Using modern, secure authentication solutions based on public-key cryptography, bank-grade digital security can sit behind the federated authentication service just as easily. Then the bank can use this service to generate new revenues or monetizable data, from either their customers or from the service providers whose gateways they secure. Maybe from both.
Let’s get phygital
Closer to home, merchants (who have a vested interest in transacting as quickly and easily as possible) have already cottoned on to the idea that they can use your bank’s digital verification to blend their physical and digital shopping experiences. Eliminating queues by accepting remote mobile payments for in store purchases is one such example. So-called ‘scan and go’ is another. But the process remains clunky. What if an instant, one-touch payment was possible, initiated by your bank, from within the merchant’s mobile app? Then it’s both secure and convenient. And soon to be ubiquitous?
Enablers of digital commerce
There have been two sticking points for banks. First there is a perception problem; banks don’t want to be seen to play fast and loose with their customers’ credentials. In Europe, PSD2 will bury this issue by enabling users to vote with their feet. The decision to use an identity-based commerce service would be taken by the customer, not the bank. As long as the delivering AISPs and PISPs obtain the customers’ permission – and can connect to the bank’s APIs – their services will be free to associate the user’s bank details without the bank’s prior agreement.

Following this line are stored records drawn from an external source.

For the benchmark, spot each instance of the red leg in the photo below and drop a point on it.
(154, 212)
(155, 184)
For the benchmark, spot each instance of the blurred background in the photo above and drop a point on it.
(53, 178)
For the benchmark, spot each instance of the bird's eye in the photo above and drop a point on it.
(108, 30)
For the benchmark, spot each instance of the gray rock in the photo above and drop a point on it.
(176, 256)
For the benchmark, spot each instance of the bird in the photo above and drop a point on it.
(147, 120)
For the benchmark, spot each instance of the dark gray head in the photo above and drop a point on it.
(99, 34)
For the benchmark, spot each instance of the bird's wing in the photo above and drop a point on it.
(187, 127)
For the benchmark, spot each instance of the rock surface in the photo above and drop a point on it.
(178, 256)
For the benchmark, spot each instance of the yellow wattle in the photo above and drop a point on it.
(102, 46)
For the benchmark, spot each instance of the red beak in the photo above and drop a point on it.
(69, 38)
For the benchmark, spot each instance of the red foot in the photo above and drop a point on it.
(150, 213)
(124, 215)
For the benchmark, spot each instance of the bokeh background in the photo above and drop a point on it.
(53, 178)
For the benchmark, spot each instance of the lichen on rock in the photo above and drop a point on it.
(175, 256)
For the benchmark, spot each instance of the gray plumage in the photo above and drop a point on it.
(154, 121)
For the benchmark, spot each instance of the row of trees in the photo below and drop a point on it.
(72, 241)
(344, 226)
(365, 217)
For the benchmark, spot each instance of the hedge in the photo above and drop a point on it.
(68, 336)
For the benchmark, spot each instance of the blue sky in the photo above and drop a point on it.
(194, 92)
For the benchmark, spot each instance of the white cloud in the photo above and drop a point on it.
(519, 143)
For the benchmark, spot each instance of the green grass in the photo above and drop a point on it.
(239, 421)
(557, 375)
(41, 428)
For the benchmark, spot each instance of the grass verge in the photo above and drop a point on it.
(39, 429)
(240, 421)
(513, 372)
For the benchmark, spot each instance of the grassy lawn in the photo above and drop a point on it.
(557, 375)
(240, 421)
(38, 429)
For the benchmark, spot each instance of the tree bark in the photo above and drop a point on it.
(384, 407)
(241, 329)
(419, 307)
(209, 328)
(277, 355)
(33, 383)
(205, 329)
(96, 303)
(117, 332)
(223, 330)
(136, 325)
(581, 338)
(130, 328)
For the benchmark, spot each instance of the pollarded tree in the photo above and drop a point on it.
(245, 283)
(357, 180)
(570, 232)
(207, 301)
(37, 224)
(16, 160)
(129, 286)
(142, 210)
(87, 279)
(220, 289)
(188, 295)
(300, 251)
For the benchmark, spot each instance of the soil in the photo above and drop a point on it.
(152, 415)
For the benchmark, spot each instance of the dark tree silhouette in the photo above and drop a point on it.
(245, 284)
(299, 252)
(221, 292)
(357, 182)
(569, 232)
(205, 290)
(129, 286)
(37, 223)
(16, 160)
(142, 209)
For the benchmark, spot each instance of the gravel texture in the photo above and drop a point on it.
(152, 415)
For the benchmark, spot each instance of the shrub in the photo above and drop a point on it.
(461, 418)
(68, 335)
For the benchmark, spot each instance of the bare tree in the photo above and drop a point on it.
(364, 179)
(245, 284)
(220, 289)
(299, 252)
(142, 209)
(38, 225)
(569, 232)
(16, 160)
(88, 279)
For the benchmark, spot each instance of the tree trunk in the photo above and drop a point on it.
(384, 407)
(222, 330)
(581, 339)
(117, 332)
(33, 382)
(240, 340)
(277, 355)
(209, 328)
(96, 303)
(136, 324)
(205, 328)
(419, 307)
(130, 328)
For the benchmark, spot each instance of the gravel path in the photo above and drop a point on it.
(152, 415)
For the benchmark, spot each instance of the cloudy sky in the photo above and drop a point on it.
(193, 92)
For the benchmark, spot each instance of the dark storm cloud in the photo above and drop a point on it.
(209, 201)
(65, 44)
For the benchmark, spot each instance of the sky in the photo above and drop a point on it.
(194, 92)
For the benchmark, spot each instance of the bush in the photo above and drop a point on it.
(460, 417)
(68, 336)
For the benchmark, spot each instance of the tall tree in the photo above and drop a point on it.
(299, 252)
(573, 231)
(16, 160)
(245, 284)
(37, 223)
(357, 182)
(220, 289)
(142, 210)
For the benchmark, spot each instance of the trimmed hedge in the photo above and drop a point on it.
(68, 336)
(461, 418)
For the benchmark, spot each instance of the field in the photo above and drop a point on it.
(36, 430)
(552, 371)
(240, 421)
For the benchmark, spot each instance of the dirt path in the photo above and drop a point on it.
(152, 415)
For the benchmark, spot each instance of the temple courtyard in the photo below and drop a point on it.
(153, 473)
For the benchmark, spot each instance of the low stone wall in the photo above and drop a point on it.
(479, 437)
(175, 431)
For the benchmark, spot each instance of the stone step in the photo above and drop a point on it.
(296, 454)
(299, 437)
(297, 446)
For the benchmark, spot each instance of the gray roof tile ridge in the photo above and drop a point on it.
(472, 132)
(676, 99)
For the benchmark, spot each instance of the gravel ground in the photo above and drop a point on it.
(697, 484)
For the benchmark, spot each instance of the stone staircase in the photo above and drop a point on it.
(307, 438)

This begs an important question. What would the end-user prefer: that this service is delivered directly by their bank, or by a third party using their bank’s credentials?
The second sticking point goes back to ‘that rule’. Banks can enable ubiquity and deliver security, but what about convenience? This hasn’t exactly been their strong point to date.
Partnerships hold the (cryptographic) key here. Banks don’t need to develop these services; they can instead white label them from certified, specialist service providers, and market them as powerful products to attract new customers.
Single-click bank-grade identity verification is already available to banks as a managed service, using technology platforms developed for open banking. Once integrated, the possible use-cases for bank services proliferate: hotels won’t need to take card details when guests check-in. E-commerce sites can combine customer login and payment processes and streamline both. Refundable deposits will become a thing of the past. Authentication hacks can be thwarted, and payment card data-leaks consigned to history. Regulatory compliance will be easier to achieve – service providers will no longer need to maintain databases of card details or customer data because your digital ID can be verified instantly, from anywhere, and at a fraction of the conventional cost.
Digital ID services enable banks to turn the tables on disintermediation. Best of all? They can do it by continuing to be in the digital age what they have successfully been for centuries: the guardians of identity and enablers of commerce.
[1] Virtual currencies are, for example, now in scope of the EU’s 5th Anti Money Laundering Directive (AML5).